Часть 1
2 января 2024 г. в 17:01
Примечания:
Эта сцена не выходит из моей головы.
Вообще, это должно быть частью того моего фика "крупицы черного", но боги даже не знают, дойду ли я до него, поэтому, вот.
Немного дарк!Шан Цинхуа. У него апатия и депрессия, по нему тут это видно.
Просто разговор Создателя и его Творения, как обычно.
Он думал об этом, когда оказался в своём мире; в месте, где он создал как людей, так и их невзгоды; он думал, что однажды может оказаться по другую сторону от Синьмо, с его главным героем, его сыном, сжирамым яростью к нему и изнеможденно спрашивающего его: почему?
Какой хороший вопрос, — думает Шан Цинхуа… нет, Самолёт, Стреляющий в Небо, без страха, который, на самом деле, должен быть у него, но его нет. Он чувствует себя знакомо пустым, когда смотрит на Ло Бинхэ, на своего Ло Бинхэ; на императора, на победителя, на самого любимого и самого одинокого человека или же демона, которого он создал.
Его непеределаное никем другим Творение.
— Отвечай мне, — приказывает Ло Бинхэ, и чёрный меч надавливает на его шею; кровь течет горячая на его холодной коже; Самолёт всё ещё не может найти в себе страха.
Ло Бинхэ, с другой стороны, выглядит преданным.
Интересно, каково это знать, что ты сначала был создан для страданий, а затем для того, чтобы удовлетворять запросы извращенцев, набирая себе бесконечный гарем; какая-то часть его думает, что Огурец-бро мало чем отличается ото всех других, кто платил ему деньги за это, его друг любил не жён его сына, но его самого, и есть ли разница, если смотреть на это с точки зрения Самолёта? На самом деле, нет.

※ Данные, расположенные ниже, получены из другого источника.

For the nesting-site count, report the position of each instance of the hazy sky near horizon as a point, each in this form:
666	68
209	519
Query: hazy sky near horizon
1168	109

— Ты не хочешь знать ответа, — говорит он вместо этого, его горло двигается, лезвие впивается чуть-чуть глубже; это странно, он не чувствует боли; словно это происходит с кем-то другим.
Красивое лицо его творения искажается во что-то более человеческое, более уродливое в своей злобе, в своем презрении.
— О, ты-то точно знаешь, что мне нужно, да? — яд капает с его слов достаточно горько, чтобы он действительно увидел в нём ученика Шэнь Цинцю, Шэнь Цзю, а не кого-то другого. — Не решай за меня, шишу, бог, или кем бы ты ни был — мне плевать. Я хочу знать, — и его действия пропитаны болью, застарелой и первородной; его жёны должны были залатать эти раны, но, быть может, одного осознания того, что всё это время твоя жизнь никогда не принадлежала тебе, что у всех твоих бед есть рукотворец, вскрывает раны вдоль, по линиям, шрамов, — почему ты дал мне такую жестокую жизнь, если мог этого не делать?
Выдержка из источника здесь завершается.